For our kids, the 2 girls she had before my appearance on the scene and our son who came along after our marriage, the house is home. It's what they've always known, what they grew up with, grown into. It's the warehouse of most of their domestic memories. It's the scent of frying bacon, the taste of hot biscuits, the smell of the coffee perking. It's the chores of feeding the dogs and the goldfish. It's where they lay in bed on those still muggy summer nights, listening to the distant rumble of thunder. It's where they played in the snow, in the rain, in the mud. It's where they got their knees scrubbed, got their boo-boos fixed and kissed, where they brought their first broken hearts for mending. It's the training ground for the time when they go forth and establish a home, taking with them the knowledge they've accumulated.
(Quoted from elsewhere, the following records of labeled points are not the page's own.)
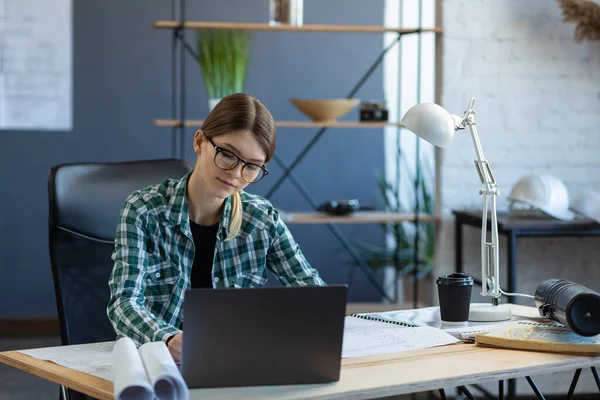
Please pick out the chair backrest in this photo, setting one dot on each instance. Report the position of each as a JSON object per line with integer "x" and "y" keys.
{"x": 85, "y": 200}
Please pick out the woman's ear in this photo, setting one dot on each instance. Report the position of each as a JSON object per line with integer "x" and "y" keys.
{"x": 198, "y": 140}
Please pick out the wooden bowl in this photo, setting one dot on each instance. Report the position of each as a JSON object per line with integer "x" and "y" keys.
{"x": 325, "y": 110}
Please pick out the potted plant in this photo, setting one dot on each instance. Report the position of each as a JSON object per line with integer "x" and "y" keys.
{"x": 223, "y": 55}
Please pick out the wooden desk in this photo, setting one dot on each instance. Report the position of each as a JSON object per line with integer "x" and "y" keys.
{"x": 361, "y": 378}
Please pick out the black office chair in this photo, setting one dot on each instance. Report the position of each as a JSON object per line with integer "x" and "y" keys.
{"x": 85, "y": 200}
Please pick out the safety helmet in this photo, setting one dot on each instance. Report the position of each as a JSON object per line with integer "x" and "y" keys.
{"x": 587, "y": 203}
{"x": 543, "y": 192}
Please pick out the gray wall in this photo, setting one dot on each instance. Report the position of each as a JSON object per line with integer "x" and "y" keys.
{"x": 122, "y": 81}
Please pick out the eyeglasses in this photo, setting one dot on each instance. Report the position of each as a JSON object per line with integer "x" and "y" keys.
{"x": 228, "y": 160}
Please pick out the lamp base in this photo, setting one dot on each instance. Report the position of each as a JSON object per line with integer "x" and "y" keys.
{"x": 485, "y": 312}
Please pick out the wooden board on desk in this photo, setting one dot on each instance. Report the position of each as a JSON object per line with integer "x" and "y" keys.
{"x": 84, "y": 383}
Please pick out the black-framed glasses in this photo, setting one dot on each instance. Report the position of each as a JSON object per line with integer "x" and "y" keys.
{"x": 228, "y": 160}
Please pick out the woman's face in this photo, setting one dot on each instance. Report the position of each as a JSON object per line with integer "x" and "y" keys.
{"x": 222, "y": 183}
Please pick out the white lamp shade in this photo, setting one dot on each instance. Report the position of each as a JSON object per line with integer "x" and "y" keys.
{"x": 430, "y": 122}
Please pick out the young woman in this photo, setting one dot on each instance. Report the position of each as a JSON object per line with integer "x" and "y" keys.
{"x": 202, "y": 230}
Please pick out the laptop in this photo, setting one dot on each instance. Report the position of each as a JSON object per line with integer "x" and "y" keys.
{"x": 263, "y": 336}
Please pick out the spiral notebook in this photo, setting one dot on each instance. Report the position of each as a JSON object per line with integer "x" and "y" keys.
{"x": 430, "y": 316}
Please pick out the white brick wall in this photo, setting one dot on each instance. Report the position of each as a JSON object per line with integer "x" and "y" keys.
{"x": 538, "y": 110}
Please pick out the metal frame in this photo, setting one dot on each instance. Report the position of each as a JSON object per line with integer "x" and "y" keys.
{"x": 178, "y": 103}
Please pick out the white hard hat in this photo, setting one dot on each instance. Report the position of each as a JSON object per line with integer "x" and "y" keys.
{"x": 587, "y": 203}
{"x": 544, "y": 192}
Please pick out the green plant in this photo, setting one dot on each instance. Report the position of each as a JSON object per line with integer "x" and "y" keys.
{"x": 401, "y": 254}
{"x": 224, "y": 56}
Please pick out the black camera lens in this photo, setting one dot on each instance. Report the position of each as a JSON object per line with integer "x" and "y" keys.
{"x": 571, "y": 304}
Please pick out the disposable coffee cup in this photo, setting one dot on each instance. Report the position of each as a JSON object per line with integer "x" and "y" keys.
{"x": 454, "y": 293}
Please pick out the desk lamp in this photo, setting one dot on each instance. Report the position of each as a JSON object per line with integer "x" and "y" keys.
{"x": 434, "y": 124}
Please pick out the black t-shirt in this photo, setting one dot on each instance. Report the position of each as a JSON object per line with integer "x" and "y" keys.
{"x": 205, "y": 238}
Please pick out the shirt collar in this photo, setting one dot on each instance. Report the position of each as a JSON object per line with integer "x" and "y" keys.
{"x": 178, "y": 213}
I watched my wife going about, packing, looking at particular decorations and as always we played "remember when we got this" decoration and how it tied into a particular time in our lives. I watched her, watched her unfailing cheerfulness and the fun she and the kids were having. The kids, both being teenagers, tried their best to appear like it wasn't fun, but I saw through their act. I saw that as they listened to the stories that we told of our childhood Christmases from so long ago that they did really listen. I watched as my wife performed magic, that delicate, incredibly valuable magic, of weaving the memories that our kids will carry into their tomorrows, to fall perhaps into the tiny ears of children we have yet to meet and love. I watched my wife create yesterdays for our kids...and for a time I was home again.